Cofactor expansion works because of the recursive nature of the determinant function and the multilinear, alternating properties it must satisfy. The determinant of an n x n matrix can be expressed in terms of determinants of (n-1) x (n-1) submatrices through the Leibniz formula: det(A) = sum over all permutations sigma of sgn(sigma) * product of a_i,sigma(i). Grouping terms by the element in any fixed row or column naturally produces the cofactor expansion formula. This recursive definition reduces computing an n x n determinant to n computations of (n-1) x (n-1) determinants, ultimately reaching 2x2 or 1x1 base cases.
What is the computational complexity of cofactor expansion?
The naive cofactor expansion has a computational complexity of O(n!), which grows factorially with matrix size. For a 3x3 matrix this is manageable (6 operations), but a 10x10 matrix requires over 3.6 million operations, and a 20x20 matrix requires over 2.4 * 10^18 operations. In practice, LU decomposition computes determinants in O(n^3) time, making it vastly more efficient for matrices larger than about 4x4. However, cofactor expansion remains valuable for theoretical analysis, symbolic computation (where entries are expressions rather than numbers), and educational purposes. It also works well when the matrix has many zero entries.
Can cofactor expansion be used for matrices larger than 3x3?
Yes, cofactor expansion works for any square matrix of any size. For an n x n matrix, expanding along a row or column produces n terms, each involving the determinant of an (n-1) x (n-1) submatrix. These submatrix determinants can themselves be computed by cofactor expansion, creating a recursive process. For a 4x4 matrix, you compute four 3x3 determinants; each 3x3 determinant requires three 2x2 determinants. While theoretically correct for any size, the factorial complexity makes direct cofactor expansion impractical for matrices beyond about 5x5. The method remains important for proving determinant properties and for sparse matrices where most cofactors are zero.
How does cofactor expansion relate to Cramers rule?
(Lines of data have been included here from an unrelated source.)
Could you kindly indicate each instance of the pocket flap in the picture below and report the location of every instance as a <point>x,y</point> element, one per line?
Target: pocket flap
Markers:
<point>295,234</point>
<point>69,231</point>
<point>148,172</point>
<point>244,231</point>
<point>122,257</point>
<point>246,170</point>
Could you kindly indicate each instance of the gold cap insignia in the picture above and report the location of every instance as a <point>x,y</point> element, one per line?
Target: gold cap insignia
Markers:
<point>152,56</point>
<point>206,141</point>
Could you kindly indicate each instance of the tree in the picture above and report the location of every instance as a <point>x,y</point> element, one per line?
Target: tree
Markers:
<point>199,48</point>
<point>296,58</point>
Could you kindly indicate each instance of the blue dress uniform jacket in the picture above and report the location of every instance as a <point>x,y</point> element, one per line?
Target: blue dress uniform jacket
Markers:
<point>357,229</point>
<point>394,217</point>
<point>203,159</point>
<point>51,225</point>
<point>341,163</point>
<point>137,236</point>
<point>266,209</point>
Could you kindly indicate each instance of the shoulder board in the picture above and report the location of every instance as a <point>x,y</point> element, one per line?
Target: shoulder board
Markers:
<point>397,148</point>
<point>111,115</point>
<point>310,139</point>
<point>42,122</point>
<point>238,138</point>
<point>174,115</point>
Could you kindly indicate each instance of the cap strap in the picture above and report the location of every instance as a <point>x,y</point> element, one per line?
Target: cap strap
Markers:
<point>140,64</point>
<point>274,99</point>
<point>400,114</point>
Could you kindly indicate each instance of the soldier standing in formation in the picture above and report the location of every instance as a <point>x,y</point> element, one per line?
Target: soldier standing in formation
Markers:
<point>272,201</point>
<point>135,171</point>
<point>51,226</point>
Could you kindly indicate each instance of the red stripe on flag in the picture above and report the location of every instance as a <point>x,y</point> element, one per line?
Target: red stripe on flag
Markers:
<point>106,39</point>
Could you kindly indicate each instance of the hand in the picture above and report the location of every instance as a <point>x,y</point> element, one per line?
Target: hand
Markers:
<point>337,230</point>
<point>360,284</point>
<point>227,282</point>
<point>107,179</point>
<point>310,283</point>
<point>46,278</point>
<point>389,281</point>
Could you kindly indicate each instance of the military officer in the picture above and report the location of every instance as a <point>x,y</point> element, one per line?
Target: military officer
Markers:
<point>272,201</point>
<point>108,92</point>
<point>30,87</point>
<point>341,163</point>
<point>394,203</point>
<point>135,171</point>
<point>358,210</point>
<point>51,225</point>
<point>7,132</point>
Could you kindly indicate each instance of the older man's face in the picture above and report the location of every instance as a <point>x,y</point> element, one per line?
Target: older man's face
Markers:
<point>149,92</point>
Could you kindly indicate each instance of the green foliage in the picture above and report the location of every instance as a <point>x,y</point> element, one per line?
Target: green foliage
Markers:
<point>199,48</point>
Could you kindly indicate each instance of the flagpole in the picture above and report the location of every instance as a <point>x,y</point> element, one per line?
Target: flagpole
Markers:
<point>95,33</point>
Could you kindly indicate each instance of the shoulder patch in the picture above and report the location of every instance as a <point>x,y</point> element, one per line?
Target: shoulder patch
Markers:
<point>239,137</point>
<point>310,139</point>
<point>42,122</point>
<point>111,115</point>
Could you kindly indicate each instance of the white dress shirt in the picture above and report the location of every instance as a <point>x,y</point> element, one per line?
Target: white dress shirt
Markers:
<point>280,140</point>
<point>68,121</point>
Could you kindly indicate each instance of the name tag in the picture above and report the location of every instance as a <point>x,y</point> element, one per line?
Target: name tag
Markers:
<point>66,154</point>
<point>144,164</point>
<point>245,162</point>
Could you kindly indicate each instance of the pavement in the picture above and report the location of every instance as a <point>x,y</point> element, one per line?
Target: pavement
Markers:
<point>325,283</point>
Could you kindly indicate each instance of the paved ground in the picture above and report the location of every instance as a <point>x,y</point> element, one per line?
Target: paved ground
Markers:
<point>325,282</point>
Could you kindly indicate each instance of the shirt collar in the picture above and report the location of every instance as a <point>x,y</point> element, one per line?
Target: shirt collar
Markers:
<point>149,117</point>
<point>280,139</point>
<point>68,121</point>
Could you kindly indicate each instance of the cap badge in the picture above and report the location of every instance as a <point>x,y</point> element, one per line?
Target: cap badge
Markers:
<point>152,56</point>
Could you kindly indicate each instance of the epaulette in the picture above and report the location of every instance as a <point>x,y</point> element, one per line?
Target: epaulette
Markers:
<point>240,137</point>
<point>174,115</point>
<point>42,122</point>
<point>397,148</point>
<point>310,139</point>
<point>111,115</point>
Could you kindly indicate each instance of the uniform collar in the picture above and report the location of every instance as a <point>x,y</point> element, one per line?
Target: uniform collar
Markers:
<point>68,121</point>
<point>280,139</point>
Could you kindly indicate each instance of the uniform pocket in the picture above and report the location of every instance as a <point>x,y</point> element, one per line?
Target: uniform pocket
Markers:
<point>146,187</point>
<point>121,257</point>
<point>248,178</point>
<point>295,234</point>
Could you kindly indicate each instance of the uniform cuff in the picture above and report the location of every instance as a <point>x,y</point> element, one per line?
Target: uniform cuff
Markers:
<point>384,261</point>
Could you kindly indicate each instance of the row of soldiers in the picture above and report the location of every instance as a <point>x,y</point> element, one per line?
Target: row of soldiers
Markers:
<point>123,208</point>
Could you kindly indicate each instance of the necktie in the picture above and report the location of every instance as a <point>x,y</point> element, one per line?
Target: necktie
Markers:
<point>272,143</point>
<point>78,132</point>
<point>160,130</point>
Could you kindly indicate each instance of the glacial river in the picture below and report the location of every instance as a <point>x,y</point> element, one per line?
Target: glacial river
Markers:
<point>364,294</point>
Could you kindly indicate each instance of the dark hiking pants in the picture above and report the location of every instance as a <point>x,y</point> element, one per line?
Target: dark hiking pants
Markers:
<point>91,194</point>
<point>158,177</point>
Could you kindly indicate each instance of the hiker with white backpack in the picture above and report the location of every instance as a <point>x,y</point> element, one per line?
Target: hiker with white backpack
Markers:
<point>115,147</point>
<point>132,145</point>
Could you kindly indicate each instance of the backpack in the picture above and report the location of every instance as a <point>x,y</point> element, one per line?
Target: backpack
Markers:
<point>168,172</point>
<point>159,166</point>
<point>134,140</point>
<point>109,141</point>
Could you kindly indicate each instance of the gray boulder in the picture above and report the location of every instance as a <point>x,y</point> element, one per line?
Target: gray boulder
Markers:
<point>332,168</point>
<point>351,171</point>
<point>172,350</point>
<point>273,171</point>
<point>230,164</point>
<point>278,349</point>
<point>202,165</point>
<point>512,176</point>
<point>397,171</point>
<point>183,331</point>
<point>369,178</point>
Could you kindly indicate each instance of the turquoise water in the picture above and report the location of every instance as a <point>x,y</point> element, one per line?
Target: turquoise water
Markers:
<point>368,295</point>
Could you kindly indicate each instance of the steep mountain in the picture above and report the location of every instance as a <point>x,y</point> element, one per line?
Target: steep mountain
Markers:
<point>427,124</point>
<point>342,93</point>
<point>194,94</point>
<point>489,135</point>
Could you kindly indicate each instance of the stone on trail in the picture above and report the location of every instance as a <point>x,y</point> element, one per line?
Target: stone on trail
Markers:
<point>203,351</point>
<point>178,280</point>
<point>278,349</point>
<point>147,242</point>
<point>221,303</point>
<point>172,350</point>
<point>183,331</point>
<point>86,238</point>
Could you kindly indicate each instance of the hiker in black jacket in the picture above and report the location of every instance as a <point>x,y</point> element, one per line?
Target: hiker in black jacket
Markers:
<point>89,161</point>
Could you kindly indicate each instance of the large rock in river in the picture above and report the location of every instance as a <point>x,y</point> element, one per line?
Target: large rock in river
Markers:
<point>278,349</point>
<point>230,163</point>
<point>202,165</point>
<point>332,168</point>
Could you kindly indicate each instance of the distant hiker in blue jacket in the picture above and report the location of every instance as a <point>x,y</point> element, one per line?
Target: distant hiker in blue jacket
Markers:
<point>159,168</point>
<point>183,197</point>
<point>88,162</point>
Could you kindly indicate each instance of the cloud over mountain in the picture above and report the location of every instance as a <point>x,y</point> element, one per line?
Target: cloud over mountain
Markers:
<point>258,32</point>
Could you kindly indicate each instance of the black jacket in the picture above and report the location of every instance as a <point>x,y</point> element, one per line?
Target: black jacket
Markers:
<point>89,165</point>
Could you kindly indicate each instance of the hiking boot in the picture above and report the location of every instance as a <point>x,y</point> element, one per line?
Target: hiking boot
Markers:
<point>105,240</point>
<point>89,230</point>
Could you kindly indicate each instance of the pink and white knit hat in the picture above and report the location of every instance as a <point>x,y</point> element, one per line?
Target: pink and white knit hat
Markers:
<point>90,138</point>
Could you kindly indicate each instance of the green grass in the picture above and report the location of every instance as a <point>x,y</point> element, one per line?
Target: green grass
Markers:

Cramers rule uses cofactor expansion implicitly to solve systems of linear equations. For a system Ax = b with n equations, each variable x_j = det(A_j)/det(A), where A_j is matrix A with column j replaced by vector b. Computing each det(A_j) by cofactor expansion along the replaced column gives: det(A_j) = sum of b_i * C_ij, which is essentially the dot product of b with the j-th column of the cofactor matrix. This shows that the solution vector x = adj(A) * b / det(A), connecting cofactor expansion directly to the adjugate matrix and matrix inversion. Cramers rule requires computing n+1 determinants, each via cofactor expansion.